The creation showed the Parliament House in saffron, the Ashoka Chakra, flanked by two peacocks, India’s national birds, in shades of blue and green. I remember noticing that this form had been intricately quilled.
I swiftly find the Mumbai-based artist Sabeena Karnik’s work online and spend some time browsing through it on several platforms. In a leisurely fashion, I zoom in and out of the images of her intricate and colourful works, making mental notes on how paper has been lovingly shaped to create different forms that represent letters, sayings, monuments, brand logos and more. Just recently, on creating the letter S in the shape of a swan for the @36daysoftype on social media, Sabeena had been described by that artistic community thus: ‘a true master in her own style and technique…. Her amazing works are all handmade, and made by playing with the organic forms of the material and with a vibrant colour palette, to create illustrations that stand out for their complexity and their delicacy. A style that has made this paper artist from Mumbai internationally known….’

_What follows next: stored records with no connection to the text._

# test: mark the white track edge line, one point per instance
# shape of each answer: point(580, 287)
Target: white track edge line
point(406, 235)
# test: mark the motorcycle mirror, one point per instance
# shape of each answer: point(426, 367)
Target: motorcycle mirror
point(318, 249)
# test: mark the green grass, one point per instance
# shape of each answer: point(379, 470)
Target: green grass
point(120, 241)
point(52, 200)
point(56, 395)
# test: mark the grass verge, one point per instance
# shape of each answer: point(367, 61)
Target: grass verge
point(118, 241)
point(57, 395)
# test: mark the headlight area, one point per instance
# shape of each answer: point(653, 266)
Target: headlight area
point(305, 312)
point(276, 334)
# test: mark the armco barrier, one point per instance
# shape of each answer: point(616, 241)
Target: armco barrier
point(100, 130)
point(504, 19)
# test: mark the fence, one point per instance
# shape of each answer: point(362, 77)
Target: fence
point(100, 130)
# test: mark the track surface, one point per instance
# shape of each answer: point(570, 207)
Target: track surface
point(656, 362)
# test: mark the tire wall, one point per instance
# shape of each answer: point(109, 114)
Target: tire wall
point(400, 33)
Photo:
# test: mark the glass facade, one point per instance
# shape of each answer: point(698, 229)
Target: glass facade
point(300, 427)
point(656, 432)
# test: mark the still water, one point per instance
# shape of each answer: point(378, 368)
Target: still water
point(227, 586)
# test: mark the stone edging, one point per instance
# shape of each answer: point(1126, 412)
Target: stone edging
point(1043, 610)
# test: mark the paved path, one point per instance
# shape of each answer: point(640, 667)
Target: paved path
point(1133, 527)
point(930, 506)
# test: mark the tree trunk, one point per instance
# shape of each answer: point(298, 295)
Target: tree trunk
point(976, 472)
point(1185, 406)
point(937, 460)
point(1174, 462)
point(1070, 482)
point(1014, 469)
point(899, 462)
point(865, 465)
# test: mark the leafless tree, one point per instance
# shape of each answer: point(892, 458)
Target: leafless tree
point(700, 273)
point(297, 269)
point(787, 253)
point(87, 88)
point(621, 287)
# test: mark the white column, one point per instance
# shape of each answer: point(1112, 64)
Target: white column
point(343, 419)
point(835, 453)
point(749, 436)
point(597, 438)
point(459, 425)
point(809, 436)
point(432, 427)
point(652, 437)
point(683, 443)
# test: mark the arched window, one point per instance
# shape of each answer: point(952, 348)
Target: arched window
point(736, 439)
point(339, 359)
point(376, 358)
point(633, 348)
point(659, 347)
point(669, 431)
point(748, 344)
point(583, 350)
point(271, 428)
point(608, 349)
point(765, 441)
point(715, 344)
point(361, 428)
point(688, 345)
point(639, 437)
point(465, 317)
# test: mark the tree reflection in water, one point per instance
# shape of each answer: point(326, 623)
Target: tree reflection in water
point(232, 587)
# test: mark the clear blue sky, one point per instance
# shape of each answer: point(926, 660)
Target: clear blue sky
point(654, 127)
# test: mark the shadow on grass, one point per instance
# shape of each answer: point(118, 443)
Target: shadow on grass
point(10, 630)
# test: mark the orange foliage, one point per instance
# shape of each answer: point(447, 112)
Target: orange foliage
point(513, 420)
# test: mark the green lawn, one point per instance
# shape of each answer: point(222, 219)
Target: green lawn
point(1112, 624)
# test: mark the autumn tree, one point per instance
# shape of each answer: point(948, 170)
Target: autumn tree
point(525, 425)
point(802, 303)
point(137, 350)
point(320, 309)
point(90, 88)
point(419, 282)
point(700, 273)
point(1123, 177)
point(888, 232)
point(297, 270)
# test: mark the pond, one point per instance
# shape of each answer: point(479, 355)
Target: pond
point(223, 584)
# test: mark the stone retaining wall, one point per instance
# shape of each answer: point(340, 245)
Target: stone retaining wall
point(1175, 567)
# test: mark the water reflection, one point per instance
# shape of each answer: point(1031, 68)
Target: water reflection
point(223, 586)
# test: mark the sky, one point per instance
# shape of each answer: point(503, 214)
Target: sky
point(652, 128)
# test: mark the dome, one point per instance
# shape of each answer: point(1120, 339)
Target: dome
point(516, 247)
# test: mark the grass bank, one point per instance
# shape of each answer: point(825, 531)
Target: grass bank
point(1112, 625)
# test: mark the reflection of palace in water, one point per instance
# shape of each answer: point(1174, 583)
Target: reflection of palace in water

Having read about a hedgehog’s prickly quills and a writer’s elegant quill, I dive into the creative world of an artist who shapes paper to her will, bending it to the sway of her imagination. I learn more about quilling, the art form that is also known as paper filigree. It has been chronicled how during the Renaissance, nuns and monks would roll gold-gilded paper remnants trimmed during the bookmaking process, and use them — as a substitute for costly gold filigree — to beautify religious objects. It later became a polite pastime of young ladies in 18th- and 19thcentury England. The practice is supposed to have spread across the Atlantic with the colonisers, who used it to embellish their home decorations.